糖尿病薬やインスリン治療を行っている糖尿病患者さんは,ローカーボ食を実施することで食後血糖値が上昇しない時が増えるため,「低血糖」になる危険性があります。また,この食事療法さえ実施すれば必ず血糖コントロールが良くなるわけではありません。糖尿病歴,治療歴(薬,インスリン),糖尿病のタイプ(1型,2型,インスリン分泌能や抵抗性等)なども影響します。必ず,医師の指導もと実施して下さい。

また,糖質を制限することで蛋白質の摂取量が増加します。腎疾患等で蛋白制限を行っている方は実施しないでください。肝疾患,依存症等でアルコール制限を受けている方は,たとえ蒸留酒(糖質を含まない)でも摂取制限を守ってください。



ローカーボ食の学術情報 | 16:11:56 | トラックバック(0) | コメント(0)
CARD食(=Carbohydrate reduced diet)の定義
こんばんは。
篠壁です。

着々とHPの作成が進んでいます。

4月以降の配信を予定していましたが,少々遅れており5月初旬を目指しております。
このカテゴリーでは,HPにも掲載予定のローカーボ食の基本・学術的情報を
一足先にお届けします。

それでは今回は,栄養指導編より

「当院におけるローカーボ(糖質制限)食
CARD食=Carbohydrate reduced diet」のはじめかた
~「CARD食」の定義~
についてです。



(1)「CARD食=Carbohydrate reduced diet」の定義

「CARD食」とは,ローカーボ(糖質制限)食のなかでも
ゆるやかに糖質の制限をする食事療法です。
糖質とは炭水化物から食物繊維(dietary fiber)を除いたもので,
血糖値を上昇させる栄養素です。3食(朝・昼・夕)のうち1~3食「糖質の多い食品」を食べないことで糖質を制限します。

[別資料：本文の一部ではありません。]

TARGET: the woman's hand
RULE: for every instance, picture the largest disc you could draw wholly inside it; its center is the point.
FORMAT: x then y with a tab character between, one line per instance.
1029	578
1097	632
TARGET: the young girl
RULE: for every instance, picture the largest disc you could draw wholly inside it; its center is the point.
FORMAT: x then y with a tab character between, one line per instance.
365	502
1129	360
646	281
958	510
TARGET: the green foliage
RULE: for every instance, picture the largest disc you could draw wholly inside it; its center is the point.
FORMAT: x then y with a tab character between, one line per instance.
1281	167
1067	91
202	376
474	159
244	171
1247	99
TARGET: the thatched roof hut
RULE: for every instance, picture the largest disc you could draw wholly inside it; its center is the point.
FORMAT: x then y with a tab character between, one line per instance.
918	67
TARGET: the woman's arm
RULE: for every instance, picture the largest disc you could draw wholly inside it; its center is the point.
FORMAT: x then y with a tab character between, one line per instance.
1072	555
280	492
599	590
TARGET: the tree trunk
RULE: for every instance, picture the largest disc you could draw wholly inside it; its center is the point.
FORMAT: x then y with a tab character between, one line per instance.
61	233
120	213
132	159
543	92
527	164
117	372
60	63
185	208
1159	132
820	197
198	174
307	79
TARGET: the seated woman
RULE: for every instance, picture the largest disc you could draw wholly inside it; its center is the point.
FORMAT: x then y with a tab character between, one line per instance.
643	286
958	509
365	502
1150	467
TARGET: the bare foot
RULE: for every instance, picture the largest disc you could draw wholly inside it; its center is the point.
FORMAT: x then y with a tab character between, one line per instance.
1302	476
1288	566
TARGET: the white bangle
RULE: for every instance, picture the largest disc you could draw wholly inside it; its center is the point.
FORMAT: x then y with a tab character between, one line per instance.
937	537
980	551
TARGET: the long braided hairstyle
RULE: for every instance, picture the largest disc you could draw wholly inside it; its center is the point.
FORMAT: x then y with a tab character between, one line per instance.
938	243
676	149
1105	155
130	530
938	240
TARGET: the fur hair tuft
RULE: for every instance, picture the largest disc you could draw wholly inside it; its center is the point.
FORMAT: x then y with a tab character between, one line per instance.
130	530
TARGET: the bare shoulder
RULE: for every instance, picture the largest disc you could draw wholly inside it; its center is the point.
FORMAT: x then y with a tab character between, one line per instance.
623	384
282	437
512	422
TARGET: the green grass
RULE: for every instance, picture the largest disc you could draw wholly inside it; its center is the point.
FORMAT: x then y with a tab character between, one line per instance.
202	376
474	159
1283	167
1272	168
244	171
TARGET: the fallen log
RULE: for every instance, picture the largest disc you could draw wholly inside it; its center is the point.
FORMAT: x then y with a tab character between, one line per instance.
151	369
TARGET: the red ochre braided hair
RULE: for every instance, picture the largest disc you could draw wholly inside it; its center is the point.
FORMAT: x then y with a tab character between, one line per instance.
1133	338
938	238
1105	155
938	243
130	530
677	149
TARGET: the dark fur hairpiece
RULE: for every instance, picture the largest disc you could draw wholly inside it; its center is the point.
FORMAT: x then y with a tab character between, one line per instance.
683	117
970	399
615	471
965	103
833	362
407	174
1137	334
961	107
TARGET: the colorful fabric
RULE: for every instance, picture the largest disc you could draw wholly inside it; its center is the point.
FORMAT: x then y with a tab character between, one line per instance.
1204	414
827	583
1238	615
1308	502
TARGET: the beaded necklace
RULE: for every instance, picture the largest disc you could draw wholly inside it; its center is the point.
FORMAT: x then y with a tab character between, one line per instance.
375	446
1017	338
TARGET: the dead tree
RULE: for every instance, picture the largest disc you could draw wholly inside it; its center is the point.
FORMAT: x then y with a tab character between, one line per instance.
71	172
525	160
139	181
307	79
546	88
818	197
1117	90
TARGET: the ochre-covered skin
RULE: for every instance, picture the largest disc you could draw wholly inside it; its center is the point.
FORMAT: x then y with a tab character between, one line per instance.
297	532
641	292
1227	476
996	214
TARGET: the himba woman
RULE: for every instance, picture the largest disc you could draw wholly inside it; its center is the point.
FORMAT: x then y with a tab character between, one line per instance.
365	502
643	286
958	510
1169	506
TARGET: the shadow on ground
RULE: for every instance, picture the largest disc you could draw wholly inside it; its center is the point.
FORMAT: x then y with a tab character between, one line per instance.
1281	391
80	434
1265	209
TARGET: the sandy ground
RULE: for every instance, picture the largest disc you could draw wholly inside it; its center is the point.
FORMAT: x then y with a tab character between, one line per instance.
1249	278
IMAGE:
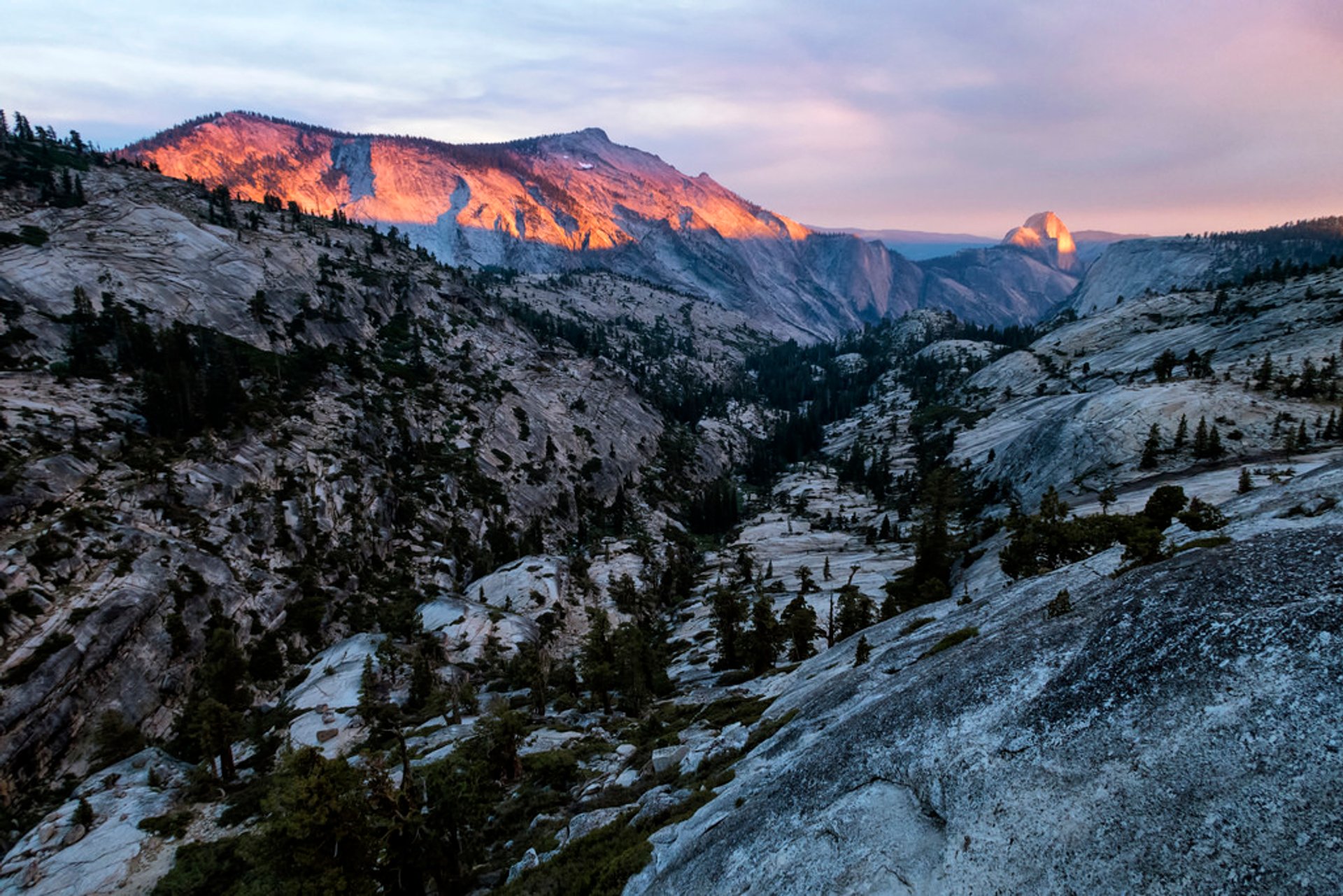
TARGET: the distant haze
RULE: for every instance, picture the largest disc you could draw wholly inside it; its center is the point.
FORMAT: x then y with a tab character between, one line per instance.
1134	116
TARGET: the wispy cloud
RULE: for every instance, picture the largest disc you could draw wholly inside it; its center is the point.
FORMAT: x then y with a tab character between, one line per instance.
1134	115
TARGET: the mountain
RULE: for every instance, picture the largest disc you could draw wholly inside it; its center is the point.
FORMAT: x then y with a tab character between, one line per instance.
1045	236
915	245
571	202
331	566
1142	266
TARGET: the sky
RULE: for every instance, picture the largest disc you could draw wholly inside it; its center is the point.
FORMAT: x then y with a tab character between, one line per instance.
1134	116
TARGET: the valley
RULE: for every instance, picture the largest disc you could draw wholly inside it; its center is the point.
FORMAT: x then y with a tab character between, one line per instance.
335	560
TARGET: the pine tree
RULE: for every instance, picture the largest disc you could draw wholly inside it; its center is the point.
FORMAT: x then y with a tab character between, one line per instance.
1151	449
1201	439
1181	434
806	585
856	611
862	652
728	610
765	636
1264	375
1107	497
597	659
800	626
1214	443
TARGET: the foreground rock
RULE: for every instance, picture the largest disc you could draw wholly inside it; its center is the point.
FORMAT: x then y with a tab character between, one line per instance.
109	851
1177	732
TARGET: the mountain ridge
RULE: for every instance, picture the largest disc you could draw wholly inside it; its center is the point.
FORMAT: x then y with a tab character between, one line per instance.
576	201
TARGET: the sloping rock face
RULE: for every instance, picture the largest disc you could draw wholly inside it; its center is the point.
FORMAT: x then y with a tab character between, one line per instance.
118	547
1076	406
1001	285
1177	731
578	201
1044	234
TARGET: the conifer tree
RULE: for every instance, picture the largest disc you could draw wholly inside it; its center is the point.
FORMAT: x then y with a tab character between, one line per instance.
1201	439
728	610
800	625
765	634
862	652
1151	448
1181	434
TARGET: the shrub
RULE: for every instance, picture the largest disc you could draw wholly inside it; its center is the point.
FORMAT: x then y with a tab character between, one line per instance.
953	640
1202	516
172	825
1061	604
116	738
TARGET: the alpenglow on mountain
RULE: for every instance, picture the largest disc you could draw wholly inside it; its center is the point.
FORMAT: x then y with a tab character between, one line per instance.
578	201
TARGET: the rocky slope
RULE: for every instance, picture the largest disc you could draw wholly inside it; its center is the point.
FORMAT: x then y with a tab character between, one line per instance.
1137	268
578	201
1178	730
518	569
390	415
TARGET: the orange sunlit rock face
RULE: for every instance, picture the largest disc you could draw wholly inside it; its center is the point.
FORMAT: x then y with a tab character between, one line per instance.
575	191
1046	234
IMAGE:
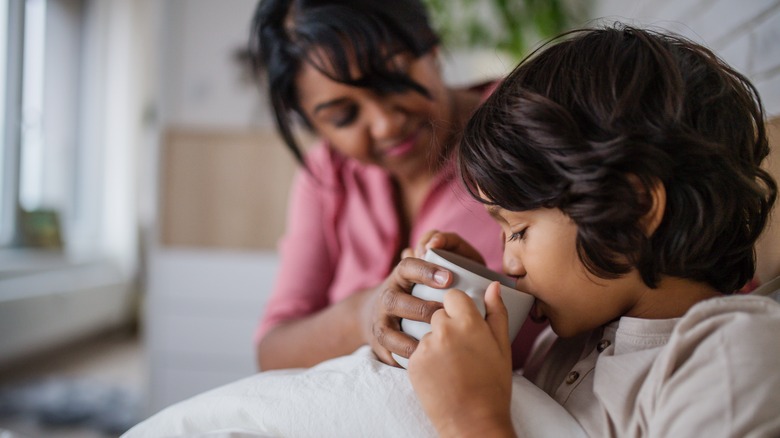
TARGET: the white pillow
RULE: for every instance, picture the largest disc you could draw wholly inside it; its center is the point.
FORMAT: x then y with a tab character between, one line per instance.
351	396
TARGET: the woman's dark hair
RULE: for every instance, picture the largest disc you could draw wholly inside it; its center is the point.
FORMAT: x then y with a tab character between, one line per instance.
328	34
590	124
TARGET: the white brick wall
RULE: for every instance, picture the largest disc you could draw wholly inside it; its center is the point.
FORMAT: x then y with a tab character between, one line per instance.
744	33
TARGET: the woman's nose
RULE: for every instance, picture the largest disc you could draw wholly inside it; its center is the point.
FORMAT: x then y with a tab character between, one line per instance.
386	121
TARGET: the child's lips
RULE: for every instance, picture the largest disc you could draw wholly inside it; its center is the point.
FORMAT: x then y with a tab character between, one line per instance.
536	313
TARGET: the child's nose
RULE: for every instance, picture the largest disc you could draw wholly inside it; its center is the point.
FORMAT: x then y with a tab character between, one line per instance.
513	266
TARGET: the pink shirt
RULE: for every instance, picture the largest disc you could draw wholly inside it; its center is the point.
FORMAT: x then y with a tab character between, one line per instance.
343	236
343	233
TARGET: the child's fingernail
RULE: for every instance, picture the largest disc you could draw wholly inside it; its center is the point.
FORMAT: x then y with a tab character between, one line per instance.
441	277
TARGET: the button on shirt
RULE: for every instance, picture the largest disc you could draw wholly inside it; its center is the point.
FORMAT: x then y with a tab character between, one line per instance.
712	372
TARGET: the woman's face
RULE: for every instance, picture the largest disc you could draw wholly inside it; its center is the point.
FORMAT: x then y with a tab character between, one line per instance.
399	132
540	251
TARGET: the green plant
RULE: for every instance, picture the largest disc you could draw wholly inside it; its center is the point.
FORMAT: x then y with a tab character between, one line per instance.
512	26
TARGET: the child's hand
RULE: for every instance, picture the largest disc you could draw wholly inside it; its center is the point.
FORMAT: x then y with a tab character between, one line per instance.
449	241
462	370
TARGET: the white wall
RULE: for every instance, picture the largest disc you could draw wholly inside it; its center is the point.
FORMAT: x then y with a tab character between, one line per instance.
746	34
203	84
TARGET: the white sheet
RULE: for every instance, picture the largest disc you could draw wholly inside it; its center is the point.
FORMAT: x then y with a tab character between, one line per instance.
351	396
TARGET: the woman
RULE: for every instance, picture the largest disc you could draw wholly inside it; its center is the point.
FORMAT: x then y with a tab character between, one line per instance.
364	76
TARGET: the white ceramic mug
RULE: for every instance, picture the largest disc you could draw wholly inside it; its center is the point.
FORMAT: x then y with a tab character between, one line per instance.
473	279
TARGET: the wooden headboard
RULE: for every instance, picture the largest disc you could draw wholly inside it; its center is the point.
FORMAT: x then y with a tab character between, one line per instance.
223	188
229	189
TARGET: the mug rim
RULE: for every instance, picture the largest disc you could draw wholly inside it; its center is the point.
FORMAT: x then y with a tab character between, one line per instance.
505	280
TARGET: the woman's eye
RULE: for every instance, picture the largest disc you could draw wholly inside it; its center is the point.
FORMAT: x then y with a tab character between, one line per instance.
345	117
520	235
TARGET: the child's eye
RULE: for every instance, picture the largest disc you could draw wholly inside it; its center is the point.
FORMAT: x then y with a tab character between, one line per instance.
520	235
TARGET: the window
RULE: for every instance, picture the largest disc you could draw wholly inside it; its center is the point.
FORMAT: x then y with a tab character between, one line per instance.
69	87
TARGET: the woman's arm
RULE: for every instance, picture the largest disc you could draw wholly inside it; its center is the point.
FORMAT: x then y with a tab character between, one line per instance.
333	331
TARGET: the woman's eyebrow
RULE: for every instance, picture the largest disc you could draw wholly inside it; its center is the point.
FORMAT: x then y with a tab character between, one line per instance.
328	104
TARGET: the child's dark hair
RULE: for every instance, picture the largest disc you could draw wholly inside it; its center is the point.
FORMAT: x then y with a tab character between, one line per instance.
589	124
328	34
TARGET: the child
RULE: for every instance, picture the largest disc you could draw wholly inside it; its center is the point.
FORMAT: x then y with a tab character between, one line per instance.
623	167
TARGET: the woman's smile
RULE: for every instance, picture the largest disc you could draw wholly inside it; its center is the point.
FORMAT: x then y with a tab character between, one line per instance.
402	148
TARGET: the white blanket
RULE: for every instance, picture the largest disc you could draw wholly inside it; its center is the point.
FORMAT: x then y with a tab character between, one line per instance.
351	396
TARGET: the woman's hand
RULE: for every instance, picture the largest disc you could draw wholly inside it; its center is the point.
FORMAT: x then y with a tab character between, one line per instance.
448	241
462	370
392	300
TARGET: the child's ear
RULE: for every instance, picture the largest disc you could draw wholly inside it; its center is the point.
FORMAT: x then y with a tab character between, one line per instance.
657	197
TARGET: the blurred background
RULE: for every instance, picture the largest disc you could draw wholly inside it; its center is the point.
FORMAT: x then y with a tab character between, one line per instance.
143	188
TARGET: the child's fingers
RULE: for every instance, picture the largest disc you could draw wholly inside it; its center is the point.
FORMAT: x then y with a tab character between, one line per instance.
496	314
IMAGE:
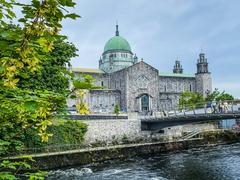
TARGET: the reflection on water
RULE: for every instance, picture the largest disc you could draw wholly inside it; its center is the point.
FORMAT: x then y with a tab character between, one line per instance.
216	162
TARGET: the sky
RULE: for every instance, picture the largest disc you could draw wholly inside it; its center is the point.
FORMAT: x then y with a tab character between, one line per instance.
161	31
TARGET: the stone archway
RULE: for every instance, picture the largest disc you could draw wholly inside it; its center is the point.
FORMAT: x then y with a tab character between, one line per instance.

基本的に,食事量は規制しません。
糖質制限をする回数は,目的や重症度に応じて変わります。
HbA1c(%)9.0-11.0では,朝食と夕食で「糖質の多い食品」を食べない2食CARD,HbA1c(%)<9.0や脂質異常症は1食CARD(夕のみ),減量目的では減らしたい体重に応じて1(夕)-2食CARDを実施します。
また,HbA1c(%)>11.0では短期的な3食CARD(朝,昼,夕)を実施しますがその後,2食CARDへと制限を緩めます。



ローカーボ食の学術情報 | 21:33:17 | トラックバック(0) | コメント(3)
糖質と炭水化物の違い
こんばんは。
篠壁です。

着々と,「日本ローカーボ食研究会」HPの作成が進んでいます。

4月以降の配信を予定していますが,
このカテゴリーでは,HPにも掲載予定のローカーボ食の基本・学術的情報を
一足先にお届けします。

それでは,当院院長,灰本 元より

「糖質と炭水化物の違い」についてです。




(2)糖質と炭水化物の違い

糖質と炭水化物の違いは,
専門的になりますが,糖質は食物線維(dietary fiber)を含まず,
炭水化物ではそれを含むことが最大の違いです。
そういう意味で制限するのは糖質であり,炭水化物ではありません。
しかし,糖質制限の根幹は米・小麦の制限ですから
必然的に穀物の食物線維も大幅に制限することになります。
食物線維には体内でカロリーを発生しません。
つまりエネルギーにはならない空の栄養ですが,重さはあります。
したがってカロリーで示す場合には炭水化物=糖質ですが,
重さ(グラム)で表示する場合には,炭水化物=糖質+食物線維なので,
同じ食品ではカロリー数は同じですが,炭水化物の方が重く表示されます。



ローカーボ食の学術情報 | 20:01:58 | トラックバック(0) | コメント(0)
ローカーボ食とハイカーボ食
こんばんは。
篠壁です。

以前,「お知らせ」にも記載しましたように,
現在「日本ローカーボ食研究会」の立ち上げと
そのHPの作成の準備を着々と進めています。

「日本ローカーボ食研究会」のHPは,
ローカーボ食の学術的情報や
私たちローカーボ食研究チームの臨床データ・症例報告,
また,ローカーボ食の効果・利点だけでなく欠点も正確に把握し,
その最新の科学情報を多くの医療関係の方々に知ってもらい,
それをふまえて科学的議論ができる場を提供を目指しています。

4月以降の配信を予定していますが,
このカテゴリーでは,HPにも掲載予定のローカーボ食の基本・学術的情報を
一足先にお届けします。

本日は当院院長,灰本 元より

「ローカーボ食,炭水化物,糖質などの用語の説明」についてです。




(1)ローカーボ食とハイカーボ食

 ローカーボ食は“低炭水化物食”のことです。
欧米の論文で一番使われているのは
low-carbohydrate diet(直訳すると“低い炭水化物食”)です。
私たちの医師,管理栄養士の仲間ではlow-carbohydrate dietを略して
low-carb diet,さらに略して文語では“ローカーボ食”,
口語では“ローカーボ”と言っています。
 
欧米ではcarbohydrate-restricted diet(炭水化物を制限した食事)と
表現する研究者も少なからずいます。
この食事療法の日本語の表記はまだ決まったものはありませんが,
私たちは「ローカーボ食」と表現することにしました。

 日本の管理栄養士では“糖質”という用語がありますが,
欧米では“糖質”に対応する用語は見あたらず,
すべて“Carbohydrate”=炭水化物に統一されています。
私たちは海外の雑誌へ投稿しており,
この食事療法による糖尿病治療ついての英論文は
私ども以外に日本ではみあたらないので,
欧米との整合性を保つために糖質制限ではなく,炭水化物(糖質)制限食としました。

それに対してハイカーボ食とは,
従来の高炭水化物・糖質+低脂肪=カロリー制限食のことです。
カロリーはグラムあたりを比較すると脂肪の方が炭水化物より高いので,
当然カロリー制限=低脂肪食になります。
カロリーをある程度摂らないと人間の筋肉や脳細胞がエネルギー欠乏を起こすので,脂肪を制限するならどうしてもカロリーの多くを炭水化物・糖質から摂取することになります。
このような従来型の食事療法をローカーボに対比して,
high-carbohydrate diet(直訳すると高炭水化物食),
略してハイカーボ食と私たちは呼んでいます。